出品車両の大半が市販車と、ちょっと寂しいと予想されていたメルセデスベンツのブースだが、隠しダマはしっかりと存在していた。3.2リットルV6エンジンを搭載する『F400カービング』だ。
乗用車開発担当役員、ユルゲン・フベルト博士は「スムーズな加速、エレガントな走り、コーナリング時のスポーティな動き、完璧なブレ—キング……、このすべてを兼ね備えているスポーツがあった。それはカービングスキーだ」と、開発の動機を語った。メルセデスベンツの開発スタッフは、アルプスでカービングスキーの動きを散々観察し、その挙動を可能にする技術を生み出し、F400カービングに搭載した。

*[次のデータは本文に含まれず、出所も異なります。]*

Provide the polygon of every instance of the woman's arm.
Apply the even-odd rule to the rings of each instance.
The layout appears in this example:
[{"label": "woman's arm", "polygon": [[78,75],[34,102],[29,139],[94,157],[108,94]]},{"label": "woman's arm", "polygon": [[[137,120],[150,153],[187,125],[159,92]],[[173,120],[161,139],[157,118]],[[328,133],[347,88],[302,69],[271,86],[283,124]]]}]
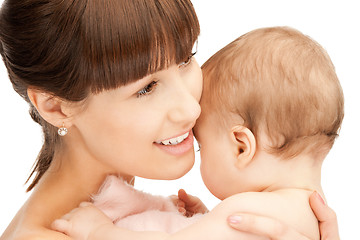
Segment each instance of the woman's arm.
[{"label": "woman's arm", "polygon": [[[320,221],[320,231],[322,239],[338,240],[339,235],[337,231],[337,222],[334,212],[321,202],[321,199],[312,194],[310,198],[311,206],[313,207],[315,215]],[[83,204],[80,208],[84,210],[92,209],[91,205]],[[219,204],[213,211],[206,214],[199,222],[175,233],[172,235],[162,232],[133,232],[122,228],[114,227],[111,221],[102,223],[96,227],[96,231],[91,230],[85,234],[83,226],[87,229],[90,226],[84,226],[84,217],[88,215],[75,215],[72,213],[67,214],[62,220],[57,221],[53,227],[65,234],[70,235],[73,239],[139,239],[139,240],[182,240],[182,239],[293,239],[293,240],[311,240],[304,235],[297,232],[290,226],[283,224],[275,219],[252,215],[252,214],[238,214],[231,215],[233,208],[229,208],[227,204]],[[99,214],[101,212],[99,211]],[[101,213],[102,214],[102,213]],[[230,217],[227,217],[231,215]],[[105,216],[105,215],[104,215]],[[103,216],[103,217],[104,217]],[[101,216],[94,215],[93,223],[100,221]],[[86,219],[89,220],[89,219]],[[106,219],[105,219],[106,220]],[[80,225],[77,225],[80,224]],[[82,225],[81,225],[82,224]],[[229,225],[233,228],[230,228]],[[94,228],[92,228],[94,229]],[[236,230],[234,230],[236,229]],[[78,234],[78,235],[76,235]],[[81,236],[81,237],[77,237]]]}]

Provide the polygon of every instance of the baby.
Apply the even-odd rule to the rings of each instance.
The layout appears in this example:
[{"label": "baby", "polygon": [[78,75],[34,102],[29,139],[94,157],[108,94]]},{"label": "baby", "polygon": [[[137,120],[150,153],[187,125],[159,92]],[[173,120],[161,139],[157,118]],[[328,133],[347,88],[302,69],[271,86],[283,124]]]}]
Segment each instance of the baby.
[{"label": "baby", "polygon": [[344,116],[326,51],[291,28],[258,29],[212,56],[203,76],[194,135],[207,188],[319,239],[308,198],[324,195],[321,165]]},{"label": "baby", "polygon": [[[203,75],[194,135],[205,185],[224,204],[319,239],[308,198],[313,191],[323,195],[321,165],[344,115],[342,89],[325,50],[291,28],[257,29],[212,56]],[[139,195],[146,197],[131,200]],[[182,216],[169,199],[116,177],[107,179],[94,204],[118,226],[139,231],[178,231],[201,217]],[[145,220],[134,227],[139,219]]]}]

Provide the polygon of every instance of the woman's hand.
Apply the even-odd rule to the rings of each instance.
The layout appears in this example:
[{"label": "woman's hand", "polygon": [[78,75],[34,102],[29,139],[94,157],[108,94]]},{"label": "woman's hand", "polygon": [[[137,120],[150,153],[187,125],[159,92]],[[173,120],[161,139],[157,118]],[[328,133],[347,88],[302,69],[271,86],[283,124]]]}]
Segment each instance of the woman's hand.
[{"label": "woman's hand", "polygon": [[340,240],[336,214],[317,192],[310,196],[310,206],[319,220],[321,239]]},{"label": "woman's hand", "polygon": [[[322,240],[339,240],[335,212],[329,208],[317,192],[310,196],[310,205],[319,220]],[[236,230],[277,240],[310,240],[296,230],[272,218],[239,213],[228,218],[228,224]]]}]

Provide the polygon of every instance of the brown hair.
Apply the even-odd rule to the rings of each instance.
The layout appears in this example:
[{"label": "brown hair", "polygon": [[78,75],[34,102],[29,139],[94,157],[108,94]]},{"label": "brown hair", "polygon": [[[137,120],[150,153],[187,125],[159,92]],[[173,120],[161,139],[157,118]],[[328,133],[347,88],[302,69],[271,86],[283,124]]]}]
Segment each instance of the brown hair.
[{"label": "brown hair", "polygon": [[344,116],[342,89],[326,51],[299,31],[254,30],[202,68],[203,111],[240,116],[257,139],[266,133],[270,152],[323,156],[333,145]]},{"label": "brown hair", "polygon": [[5,0],[0,52],[45,138],[28,191],[60,142],[29,101],[29,87],[82,101],[186,60],[199,31],[190,0]]}]

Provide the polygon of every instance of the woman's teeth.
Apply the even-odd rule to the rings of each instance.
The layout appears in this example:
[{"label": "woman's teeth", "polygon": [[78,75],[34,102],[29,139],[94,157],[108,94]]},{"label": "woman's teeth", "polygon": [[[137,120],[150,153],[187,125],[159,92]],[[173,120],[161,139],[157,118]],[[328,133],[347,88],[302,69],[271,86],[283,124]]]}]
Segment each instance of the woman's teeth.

そのシステムとは、アクティブキャンパーコントロール。コーナリング時になると、アウト側タイヤを下端が外側に張り出すように傾け、コーナリングフォースを得るという新システムだ。コーナリング時の最大横加速度は1.28G。従来のスポーツカーがせいぜい1G程度であることを考えると、驚異的な値だ。操作系も大半がリモコン作動するドライブbyワイヤー方式。まさにメルセデスベンツの次世代モデル開発のための「技術実証モデル」といえよう。